Критик как художник | страница 90
Эрнест. Следовательно, критик, ограниченный субъективной формой, не в состоянии так полно выразить себя, как художник, в распоряжении которого всегда находятся формы безличные и объективные.
Гильберт. Ничуть. Даже скорее напротив, если он признает, что в высшем своем развитии все виды критики являются только настроением и что мы больше всего верны себе, когда мы бываем непоследовательны. Эстетический критик, верный во всем только принципу красоты, всегда будет искать новых и новых впечатлений, он выведает у каждой школы тайну ее очарования, быть может, преклонит колени перед чужими алтарями и, если ему вздумается, улыбнется загадочным новым богам. То, что люди зовут нашим прошлым, может быть, очень близко касается их, но совсем не касается нас. Тот, кто оглядывается на свое прошлое, заслуживает того, чтобы не иметь будущего. Когда мы нашли выражение для какого-нибудь настроения, мы покончили с ним. Вы смеетесь, но, поверьте мне, это так.
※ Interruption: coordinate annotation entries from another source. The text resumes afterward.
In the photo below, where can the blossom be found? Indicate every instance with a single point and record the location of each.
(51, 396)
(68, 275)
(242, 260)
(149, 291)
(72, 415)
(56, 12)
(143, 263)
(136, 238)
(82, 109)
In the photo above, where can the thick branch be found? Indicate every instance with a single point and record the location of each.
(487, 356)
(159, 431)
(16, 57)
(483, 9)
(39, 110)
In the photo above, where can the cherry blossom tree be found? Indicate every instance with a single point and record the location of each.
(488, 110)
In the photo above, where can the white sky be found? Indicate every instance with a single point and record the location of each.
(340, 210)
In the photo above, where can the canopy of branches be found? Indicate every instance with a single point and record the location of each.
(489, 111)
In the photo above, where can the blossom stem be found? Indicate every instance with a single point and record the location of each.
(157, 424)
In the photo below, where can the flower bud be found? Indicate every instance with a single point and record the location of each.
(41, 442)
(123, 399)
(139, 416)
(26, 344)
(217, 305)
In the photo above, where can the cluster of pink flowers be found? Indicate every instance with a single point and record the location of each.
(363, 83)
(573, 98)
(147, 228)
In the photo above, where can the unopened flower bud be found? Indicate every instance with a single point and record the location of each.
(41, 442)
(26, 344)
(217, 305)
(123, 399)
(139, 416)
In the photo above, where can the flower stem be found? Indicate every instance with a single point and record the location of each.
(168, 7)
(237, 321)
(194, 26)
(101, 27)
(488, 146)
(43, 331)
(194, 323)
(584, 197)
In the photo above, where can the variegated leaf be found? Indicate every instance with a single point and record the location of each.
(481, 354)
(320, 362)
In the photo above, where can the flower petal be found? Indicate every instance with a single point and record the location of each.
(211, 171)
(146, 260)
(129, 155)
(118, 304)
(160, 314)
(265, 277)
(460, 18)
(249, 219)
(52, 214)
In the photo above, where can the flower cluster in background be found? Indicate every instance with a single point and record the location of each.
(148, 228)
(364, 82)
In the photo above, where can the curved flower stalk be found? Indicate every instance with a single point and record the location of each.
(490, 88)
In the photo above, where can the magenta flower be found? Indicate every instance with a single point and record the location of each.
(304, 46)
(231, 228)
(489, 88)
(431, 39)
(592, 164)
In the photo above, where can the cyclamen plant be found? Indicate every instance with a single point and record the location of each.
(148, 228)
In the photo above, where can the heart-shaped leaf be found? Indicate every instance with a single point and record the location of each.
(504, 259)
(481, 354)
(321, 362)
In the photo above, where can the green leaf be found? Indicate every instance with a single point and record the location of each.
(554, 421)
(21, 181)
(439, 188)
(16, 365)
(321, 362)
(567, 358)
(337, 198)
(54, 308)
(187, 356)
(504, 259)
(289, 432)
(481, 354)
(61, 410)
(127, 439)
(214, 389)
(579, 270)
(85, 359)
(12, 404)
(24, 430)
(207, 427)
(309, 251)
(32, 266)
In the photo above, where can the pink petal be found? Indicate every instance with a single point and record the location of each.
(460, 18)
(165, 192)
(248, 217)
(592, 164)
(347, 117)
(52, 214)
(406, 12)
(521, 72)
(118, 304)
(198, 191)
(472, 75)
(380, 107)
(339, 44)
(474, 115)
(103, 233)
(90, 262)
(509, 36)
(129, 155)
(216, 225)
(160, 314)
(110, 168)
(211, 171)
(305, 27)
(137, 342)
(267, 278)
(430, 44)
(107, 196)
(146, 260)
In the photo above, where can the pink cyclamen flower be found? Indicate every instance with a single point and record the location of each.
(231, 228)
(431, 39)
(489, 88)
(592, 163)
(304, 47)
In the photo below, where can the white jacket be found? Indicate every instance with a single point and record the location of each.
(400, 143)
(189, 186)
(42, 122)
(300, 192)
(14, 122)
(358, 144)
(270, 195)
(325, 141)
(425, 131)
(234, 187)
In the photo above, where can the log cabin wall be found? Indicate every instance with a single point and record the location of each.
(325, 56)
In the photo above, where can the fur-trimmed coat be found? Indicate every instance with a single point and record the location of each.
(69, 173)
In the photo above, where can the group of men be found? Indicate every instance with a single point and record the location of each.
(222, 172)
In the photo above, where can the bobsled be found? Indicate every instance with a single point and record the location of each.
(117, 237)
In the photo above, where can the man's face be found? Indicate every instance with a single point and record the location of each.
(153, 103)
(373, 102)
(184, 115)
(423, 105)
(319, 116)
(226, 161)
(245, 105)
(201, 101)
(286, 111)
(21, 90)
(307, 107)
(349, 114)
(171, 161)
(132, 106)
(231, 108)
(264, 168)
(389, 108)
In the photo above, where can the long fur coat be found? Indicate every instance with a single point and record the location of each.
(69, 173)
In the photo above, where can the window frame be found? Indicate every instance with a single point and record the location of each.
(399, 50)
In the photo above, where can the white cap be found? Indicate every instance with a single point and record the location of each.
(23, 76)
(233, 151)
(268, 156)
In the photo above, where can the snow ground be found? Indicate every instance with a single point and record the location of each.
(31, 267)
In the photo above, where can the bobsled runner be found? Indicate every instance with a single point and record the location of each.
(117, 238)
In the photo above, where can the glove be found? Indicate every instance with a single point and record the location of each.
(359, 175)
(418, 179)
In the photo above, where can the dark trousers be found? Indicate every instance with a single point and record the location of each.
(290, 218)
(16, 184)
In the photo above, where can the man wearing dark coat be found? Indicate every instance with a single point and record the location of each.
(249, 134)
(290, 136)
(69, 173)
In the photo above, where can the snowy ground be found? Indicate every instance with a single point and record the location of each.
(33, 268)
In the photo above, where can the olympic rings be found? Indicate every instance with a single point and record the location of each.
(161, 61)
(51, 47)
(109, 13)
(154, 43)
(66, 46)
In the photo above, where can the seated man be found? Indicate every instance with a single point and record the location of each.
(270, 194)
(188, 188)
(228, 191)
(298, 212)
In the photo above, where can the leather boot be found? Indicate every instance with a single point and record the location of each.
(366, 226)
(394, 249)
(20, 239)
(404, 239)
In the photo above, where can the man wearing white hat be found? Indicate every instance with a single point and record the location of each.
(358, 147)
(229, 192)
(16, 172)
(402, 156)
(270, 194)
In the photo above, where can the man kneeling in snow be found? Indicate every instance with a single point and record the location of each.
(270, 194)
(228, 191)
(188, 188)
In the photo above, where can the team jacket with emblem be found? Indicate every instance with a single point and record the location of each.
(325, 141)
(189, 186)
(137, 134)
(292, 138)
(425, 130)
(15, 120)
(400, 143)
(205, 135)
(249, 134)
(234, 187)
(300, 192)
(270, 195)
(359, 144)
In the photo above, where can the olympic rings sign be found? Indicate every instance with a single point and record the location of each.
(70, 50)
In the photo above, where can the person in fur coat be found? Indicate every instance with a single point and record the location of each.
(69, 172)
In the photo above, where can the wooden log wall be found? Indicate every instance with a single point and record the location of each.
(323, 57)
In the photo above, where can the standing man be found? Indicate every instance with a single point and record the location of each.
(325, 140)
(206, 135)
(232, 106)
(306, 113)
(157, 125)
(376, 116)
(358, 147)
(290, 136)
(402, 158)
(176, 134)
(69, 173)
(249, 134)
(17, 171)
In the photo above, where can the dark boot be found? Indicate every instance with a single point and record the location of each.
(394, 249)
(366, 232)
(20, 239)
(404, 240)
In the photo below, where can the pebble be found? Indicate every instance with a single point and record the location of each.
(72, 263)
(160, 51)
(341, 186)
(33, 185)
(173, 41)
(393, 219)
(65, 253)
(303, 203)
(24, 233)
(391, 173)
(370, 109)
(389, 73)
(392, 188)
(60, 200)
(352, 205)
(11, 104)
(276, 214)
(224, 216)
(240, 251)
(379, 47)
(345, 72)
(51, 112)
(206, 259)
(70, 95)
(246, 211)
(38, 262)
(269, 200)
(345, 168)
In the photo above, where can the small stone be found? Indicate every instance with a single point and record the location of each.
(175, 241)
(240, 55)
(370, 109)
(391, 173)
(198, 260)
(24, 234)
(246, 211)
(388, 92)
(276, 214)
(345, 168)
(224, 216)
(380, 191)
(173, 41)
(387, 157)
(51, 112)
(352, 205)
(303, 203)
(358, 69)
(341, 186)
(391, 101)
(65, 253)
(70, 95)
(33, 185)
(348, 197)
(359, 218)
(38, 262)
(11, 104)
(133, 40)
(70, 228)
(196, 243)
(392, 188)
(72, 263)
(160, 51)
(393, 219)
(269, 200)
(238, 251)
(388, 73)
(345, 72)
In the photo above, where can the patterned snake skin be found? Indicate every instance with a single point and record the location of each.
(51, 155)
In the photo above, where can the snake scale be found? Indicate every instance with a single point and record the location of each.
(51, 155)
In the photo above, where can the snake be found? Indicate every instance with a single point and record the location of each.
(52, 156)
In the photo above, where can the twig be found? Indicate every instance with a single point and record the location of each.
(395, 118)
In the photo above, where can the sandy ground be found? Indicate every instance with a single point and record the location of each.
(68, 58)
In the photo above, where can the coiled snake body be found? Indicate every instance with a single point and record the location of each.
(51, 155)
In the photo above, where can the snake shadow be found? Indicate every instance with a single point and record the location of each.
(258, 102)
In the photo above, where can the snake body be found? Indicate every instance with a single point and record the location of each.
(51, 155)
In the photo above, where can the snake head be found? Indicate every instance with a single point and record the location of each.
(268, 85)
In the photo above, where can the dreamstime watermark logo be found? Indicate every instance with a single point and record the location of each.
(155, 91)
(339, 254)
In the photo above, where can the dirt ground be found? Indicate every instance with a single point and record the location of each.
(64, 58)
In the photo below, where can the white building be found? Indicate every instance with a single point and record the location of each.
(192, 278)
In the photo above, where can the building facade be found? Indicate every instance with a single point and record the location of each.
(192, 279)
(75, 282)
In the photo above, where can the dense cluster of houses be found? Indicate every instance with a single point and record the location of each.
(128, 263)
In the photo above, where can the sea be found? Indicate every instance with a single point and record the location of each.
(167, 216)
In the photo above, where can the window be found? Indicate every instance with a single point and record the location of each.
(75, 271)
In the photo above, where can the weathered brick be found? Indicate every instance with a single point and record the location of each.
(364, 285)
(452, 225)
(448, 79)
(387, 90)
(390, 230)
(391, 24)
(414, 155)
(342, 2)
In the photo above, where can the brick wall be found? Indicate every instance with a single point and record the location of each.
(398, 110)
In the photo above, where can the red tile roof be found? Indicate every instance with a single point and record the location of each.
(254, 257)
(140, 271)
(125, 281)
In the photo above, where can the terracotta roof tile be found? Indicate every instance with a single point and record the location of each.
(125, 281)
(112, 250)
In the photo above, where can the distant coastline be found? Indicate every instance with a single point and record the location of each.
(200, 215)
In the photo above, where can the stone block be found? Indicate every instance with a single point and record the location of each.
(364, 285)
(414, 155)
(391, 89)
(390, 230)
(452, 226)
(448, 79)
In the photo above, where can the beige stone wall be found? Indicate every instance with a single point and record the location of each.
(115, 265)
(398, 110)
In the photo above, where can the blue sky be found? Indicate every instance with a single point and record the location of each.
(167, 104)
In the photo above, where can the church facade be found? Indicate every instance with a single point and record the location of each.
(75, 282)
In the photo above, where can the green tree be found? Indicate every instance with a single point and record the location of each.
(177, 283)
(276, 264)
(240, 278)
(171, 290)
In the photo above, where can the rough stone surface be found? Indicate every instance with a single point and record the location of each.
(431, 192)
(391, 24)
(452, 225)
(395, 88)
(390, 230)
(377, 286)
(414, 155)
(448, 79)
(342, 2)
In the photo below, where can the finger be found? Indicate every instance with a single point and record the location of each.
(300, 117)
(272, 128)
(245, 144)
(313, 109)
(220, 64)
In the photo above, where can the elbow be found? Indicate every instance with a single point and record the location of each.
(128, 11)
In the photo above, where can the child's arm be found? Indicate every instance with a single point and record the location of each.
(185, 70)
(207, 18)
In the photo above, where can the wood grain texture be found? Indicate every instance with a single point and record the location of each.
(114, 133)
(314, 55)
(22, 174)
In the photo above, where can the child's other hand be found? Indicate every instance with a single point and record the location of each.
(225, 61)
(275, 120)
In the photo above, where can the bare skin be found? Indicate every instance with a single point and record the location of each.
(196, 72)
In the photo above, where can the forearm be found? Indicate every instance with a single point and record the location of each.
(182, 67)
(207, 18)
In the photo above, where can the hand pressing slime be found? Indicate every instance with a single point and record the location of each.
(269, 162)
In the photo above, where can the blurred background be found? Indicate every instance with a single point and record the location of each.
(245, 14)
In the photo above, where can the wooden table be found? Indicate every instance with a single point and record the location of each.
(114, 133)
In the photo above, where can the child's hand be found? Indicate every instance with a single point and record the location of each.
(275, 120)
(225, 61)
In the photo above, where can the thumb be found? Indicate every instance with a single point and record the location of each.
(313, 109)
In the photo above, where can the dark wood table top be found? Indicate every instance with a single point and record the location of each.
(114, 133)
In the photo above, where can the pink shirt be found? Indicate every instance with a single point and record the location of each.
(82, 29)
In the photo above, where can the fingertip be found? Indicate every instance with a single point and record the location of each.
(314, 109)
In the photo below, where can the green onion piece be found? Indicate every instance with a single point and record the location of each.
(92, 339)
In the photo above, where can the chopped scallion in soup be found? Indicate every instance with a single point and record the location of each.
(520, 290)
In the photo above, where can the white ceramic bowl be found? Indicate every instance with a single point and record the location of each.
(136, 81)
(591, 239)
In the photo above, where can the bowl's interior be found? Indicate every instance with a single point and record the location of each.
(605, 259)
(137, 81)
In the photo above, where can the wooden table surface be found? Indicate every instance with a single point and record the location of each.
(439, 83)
Вчера мы пленялись реализмом. Он вызывал тот nouveau frisson, к которому и стремился. Его подвергали анализу, объясняли, и наконец он всем надоел. На закате дня явился «люминист» в живописи и «символист» в поэзии, а в России внезапно пробудился дух Средневековья, этот дух, свойственный не времени, но темпераменту, на мгновение взволновавший нас роковым обаянием страдания. Теперь кричать – о романтизме и уже трепещут листья в долине, а по алым вершинам холмов легкими позлащенными топами шествует Красота. Конечно, старые формы творчества еще остаются. С утомительной повторяемостью художники воспроизводят сами себя или друг друга. Но критика непрестанно идет вперед, но критик непрестанно развивается.
И опять-таки критик не ограничен субъективной формой выражения. Ему принадлежит метод драматический, так же как метод эпический. Он может пользоваться диалогом, как сделал тот, кто заставил Мильтона с Марвелем беседовать о природе комедии и трагедии, он может устроить между Сиднеем и лордом Бруком в тени дубов Пенсхерста спор о литературе. Или выбрать форму повествовательную, как это обычно у Патера: каждый из его «Вымышленных портретов» – ведь так называется его книга? – являет под видом причудливого рассказа тонкий и совершенный образец критики, разбирающей то художника Ватто, то философа Спинозу, то языческое начало в раннем Ренессансе и, наконец, источники Aufklärung’a, этого озарения, забрезжившего в Германии в XVIII веке, так много давшего и нашей культуре. Творческие критики всего мира всегда пользовались диалогом, этой чудесной литературной формой, которую употребляли все, от Платона до Лукиана, от Лукиана до Джордано Бруно, от Бруно до великого язычника, которым восхищался Карлейль, и никогда диалог, как метод самовыражения, не потеряет для мыслителя своей привлекательности. При помощи диалога он может и открыть, и утаить самого себя, дать воплощение каждой фантазии, каждому настроению – дать реальность. При помощи диалога он может показать нам предмет с разных точек зрения, показать нам его в выпуклом виде, как делает это скульптор, и таким образом создать те богатые и осязаемые эффекты, которые из каких-то проселочных тропинок внезапно появляются при развитии главной идеи, полнее освещая ее, или слагаются под влиянием тех счастливых последующих мыслей, которые придают окончательную полноту главной схеме и все-таки отмечены изысканной прелестью случайности.